In his remarks, Gill referred to the Local Composite Index. The LCI examines a school division's ability to pay education costs and is determined through numerous factors, including a district’s enrollment, population, real estate value, residential income and retail sales.

Hanover’s LCI has increased for the fifth consecutive biennium, which means the state will likely require the county to pay a higher portion of the school division’s budget.

“While our needs have increased, the dollars from the state have decreased,” Gill said. “So, with that as the backdrop … there is, in fact, a silver lining.”

Gill said the county is prepared to meet the growing needs of its students — despite funding challenges — and hopes to work with Hanover supervisors and County Administrator John Budesky to fulfill its priorities.

"We look forward to working with schools and our respective boards this spring to engage with our citizens and adopt a budget that supports our collective priorities for the fiscal year beginning July,” Budesky wrote in a statement.

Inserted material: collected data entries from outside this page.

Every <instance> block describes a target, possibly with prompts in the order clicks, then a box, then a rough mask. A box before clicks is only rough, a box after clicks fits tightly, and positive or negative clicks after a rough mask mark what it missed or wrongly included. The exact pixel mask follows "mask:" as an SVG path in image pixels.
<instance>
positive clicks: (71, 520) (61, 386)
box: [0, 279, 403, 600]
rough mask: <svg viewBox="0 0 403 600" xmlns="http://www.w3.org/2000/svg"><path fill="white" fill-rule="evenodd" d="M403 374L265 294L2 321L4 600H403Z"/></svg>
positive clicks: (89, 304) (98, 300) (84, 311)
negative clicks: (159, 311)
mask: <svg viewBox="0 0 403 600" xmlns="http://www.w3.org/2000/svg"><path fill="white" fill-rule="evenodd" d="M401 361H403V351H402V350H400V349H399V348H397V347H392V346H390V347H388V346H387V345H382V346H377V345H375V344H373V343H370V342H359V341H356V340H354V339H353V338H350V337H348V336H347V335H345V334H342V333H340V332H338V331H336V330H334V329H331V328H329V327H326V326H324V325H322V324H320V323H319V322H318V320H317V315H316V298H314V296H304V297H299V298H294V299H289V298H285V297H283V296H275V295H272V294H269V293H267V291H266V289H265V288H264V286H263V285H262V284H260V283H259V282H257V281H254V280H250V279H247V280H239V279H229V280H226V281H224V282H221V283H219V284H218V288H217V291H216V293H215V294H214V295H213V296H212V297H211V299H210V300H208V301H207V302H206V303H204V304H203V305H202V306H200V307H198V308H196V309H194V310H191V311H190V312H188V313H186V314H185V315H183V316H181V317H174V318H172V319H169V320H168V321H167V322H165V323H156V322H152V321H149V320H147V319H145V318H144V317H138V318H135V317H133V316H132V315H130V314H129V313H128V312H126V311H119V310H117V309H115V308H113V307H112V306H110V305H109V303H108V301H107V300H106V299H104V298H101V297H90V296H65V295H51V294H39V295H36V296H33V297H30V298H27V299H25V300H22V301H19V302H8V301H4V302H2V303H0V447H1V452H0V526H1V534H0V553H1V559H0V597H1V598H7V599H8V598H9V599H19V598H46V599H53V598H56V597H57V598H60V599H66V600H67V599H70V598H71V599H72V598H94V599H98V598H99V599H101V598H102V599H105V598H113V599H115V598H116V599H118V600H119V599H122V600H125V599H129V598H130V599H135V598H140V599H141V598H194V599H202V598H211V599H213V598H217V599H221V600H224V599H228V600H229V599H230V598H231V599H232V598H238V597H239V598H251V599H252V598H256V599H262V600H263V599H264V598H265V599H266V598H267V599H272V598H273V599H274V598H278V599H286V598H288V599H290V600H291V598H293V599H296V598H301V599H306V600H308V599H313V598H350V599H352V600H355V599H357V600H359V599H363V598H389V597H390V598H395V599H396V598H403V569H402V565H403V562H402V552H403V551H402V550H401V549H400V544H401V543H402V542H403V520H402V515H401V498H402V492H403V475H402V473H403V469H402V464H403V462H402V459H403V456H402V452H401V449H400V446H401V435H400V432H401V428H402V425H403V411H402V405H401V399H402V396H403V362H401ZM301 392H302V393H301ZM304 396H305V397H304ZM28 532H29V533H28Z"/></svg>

Among the superintendent's top priorities were staffing levels and wages. The initial budget proposal calls for a 3% salary increase for qualified employees with the goal to provide a 4% increase, if the state budget results in more favorable funding.

“Right now, in the current budget, the dollars are simply not there,” Gill said. “If the General Assembly's final budget is more favorable for K-to-12 education as a whole, the priority of the county administrator, as well as ours, would be to increase that from 3% to 4%.”

Additionally, the superintendent's proposed budget includes funding to offset the increasing health care premiums for faculty and targeted salary enhancements for teachers, custodians and food service staff with at least 25 years of experience.

Gill also outlined plans to increase starting wages for the division’s transportation staff from $18.77 to $23 in hopes of remaining a competitive employer among area school divisions, while also cutting into the county's growing bus driver vacancies.

The school division hopes to increase staff size with 15 additional special education instructional assistants, 10 additional special education teachers and two additional English as a second language instructors.

Gill said there are also opportunities to discuss continuing positions initially funded by stimulus money, as well as prioritizing the renovation of the county’s aging school buildings.

Residents will have a chance to comment on the school division’s proposed spending plan during the board’s first public budget hearing on Feb. 6.

Lyndon German covers Henrico and Hanover counties for VPM News.